The North Pole must therefore be located at the center of the fourth tetrahedral surface, which is bounded by an equilateral triangle whose sides may roughly be paralleled by lines drawn from central Alaska to the ridge of the Greenland ice-cap, and from these points to somewhere near the center of the Gulf of Obi at the northern end of the Ural Range in western Siberia. Of course the actual triangle we imagine lies in a more southern latitude. But for the purpose of this discussion bounding points within the arctic regions are more elucidating. Finally Peary's soundings near the Pole gave a depth of about 1500 fathoms, which is not far from the elevation of the south Polar Plateau (11,000 feet), or the average altitudes at or near the apices in Alaska, Greenland, and Siberia.
Hence the geologists and physiographists concluded that the Polar Sea would prove to be a vast basin analogous to our other ocean areas and sloping only very gradually to the continental shelves which bound it. Contributing to this belief is the fact that Sverdrup reported the Grant Land earth folds grew gradually less sharp near the coast, while the shelving plains of the North American Barren Lands and the Siberian steppes completed the testimony.
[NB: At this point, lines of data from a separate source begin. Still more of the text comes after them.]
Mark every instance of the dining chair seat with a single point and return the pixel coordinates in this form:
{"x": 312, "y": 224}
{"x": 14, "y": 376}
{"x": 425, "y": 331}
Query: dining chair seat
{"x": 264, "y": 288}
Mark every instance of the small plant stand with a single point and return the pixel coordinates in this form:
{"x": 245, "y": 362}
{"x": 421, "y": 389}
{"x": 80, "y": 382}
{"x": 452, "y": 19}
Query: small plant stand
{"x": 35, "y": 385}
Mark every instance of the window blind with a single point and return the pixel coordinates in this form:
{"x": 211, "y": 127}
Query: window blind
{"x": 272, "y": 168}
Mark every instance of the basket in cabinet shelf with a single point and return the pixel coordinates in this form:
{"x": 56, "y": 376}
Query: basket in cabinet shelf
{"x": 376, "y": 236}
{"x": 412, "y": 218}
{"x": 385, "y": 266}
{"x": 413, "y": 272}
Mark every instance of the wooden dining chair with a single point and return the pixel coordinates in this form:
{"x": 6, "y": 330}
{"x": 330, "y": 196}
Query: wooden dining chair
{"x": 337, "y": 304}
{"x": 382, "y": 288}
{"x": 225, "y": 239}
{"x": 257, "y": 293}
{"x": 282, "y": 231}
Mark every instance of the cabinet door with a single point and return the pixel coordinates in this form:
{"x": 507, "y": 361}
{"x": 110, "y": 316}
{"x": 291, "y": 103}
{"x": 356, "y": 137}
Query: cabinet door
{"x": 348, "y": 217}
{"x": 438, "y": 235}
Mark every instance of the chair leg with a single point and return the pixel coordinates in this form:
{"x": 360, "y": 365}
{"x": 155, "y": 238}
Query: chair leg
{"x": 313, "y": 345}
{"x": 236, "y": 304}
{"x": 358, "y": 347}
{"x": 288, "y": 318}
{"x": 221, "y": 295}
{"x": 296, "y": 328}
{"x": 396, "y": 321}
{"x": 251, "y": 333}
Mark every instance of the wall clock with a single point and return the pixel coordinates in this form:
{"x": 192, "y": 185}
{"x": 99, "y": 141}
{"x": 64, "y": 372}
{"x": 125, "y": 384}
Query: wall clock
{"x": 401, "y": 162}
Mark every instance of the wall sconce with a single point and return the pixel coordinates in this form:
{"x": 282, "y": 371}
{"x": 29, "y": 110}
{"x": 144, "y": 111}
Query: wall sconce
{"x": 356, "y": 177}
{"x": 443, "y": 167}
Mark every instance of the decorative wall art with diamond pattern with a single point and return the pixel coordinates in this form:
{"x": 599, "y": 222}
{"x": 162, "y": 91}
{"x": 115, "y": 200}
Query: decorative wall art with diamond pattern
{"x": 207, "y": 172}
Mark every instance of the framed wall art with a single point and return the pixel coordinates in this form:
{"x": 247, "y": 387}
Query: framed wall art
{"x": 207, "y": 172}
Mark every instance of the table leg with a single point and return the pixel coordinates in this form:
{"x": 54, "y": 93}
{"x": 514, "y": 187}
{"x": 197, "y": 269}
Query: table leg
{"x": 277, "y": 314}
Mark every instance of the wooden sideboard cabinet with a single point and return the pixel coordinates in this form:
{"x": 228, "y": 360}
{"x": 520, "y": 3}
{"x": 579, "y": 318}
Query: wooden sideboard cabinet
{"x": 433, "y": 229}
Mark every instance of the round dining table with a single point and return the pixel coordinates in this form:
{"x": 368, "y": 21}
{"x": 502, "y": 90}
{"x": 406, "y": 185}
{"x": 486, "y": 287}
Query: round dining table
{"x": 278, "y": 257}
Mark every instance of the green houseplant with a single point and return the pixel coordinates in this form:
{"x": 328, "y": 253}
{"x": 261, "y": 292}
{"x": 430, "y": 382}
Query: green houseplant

So it carne about that the Crocker Land Expedition was based upon a controversy, the eyes of the traveller pitted against the theories of the scientists. And, as I write, there remain among those who ponder upon such obscurities much cause for mystification. MacMillan and I penetrated the Polar Sea well beyond the point marked land by Peary, and found only a white desolation of tide-ruptured ice. Yet, upon our return, we too saw from the heights of the northernmost cape a land, or something so like land, that had we not been out we too should have come back certain of its existence.
But .most tempting of all, at least to me, still remains: Within the inception of the expedition lay embedded a legend of the Eskimos which described a distant oasis inhabited by their own race. So perfect was this spot, say they, in its abundance of game and sunlight that he who settled there whether from fortune or design, never returned. The bliss of endless seasons and easy plenty at once cleared memory of mother and wife and even children—the Eskimo's most loved possession. Thus were accounted for those who went away into the night and stayed. To be sure there were the Klavitogs, spirits of the Inland Ice; those whom the blizzard and the darkness slew; many and many the whispering invisible shadows of the glaciers; and by almost every blue-black berg of the long silent night dwelt some ghostly relic of one who had been swallowed up by the particular demon of that spot. But there were always some inexplicably absent who had departed with deceit and through many seasons had retained their silence. These missing members of the tribe might well be found in such an isolated spot as the one we sought. While the younger hunters reiterated no, the older Angekogs (Medicine Men) agreed upon a common acceptance of the truth that the land was really nearer than many could guess.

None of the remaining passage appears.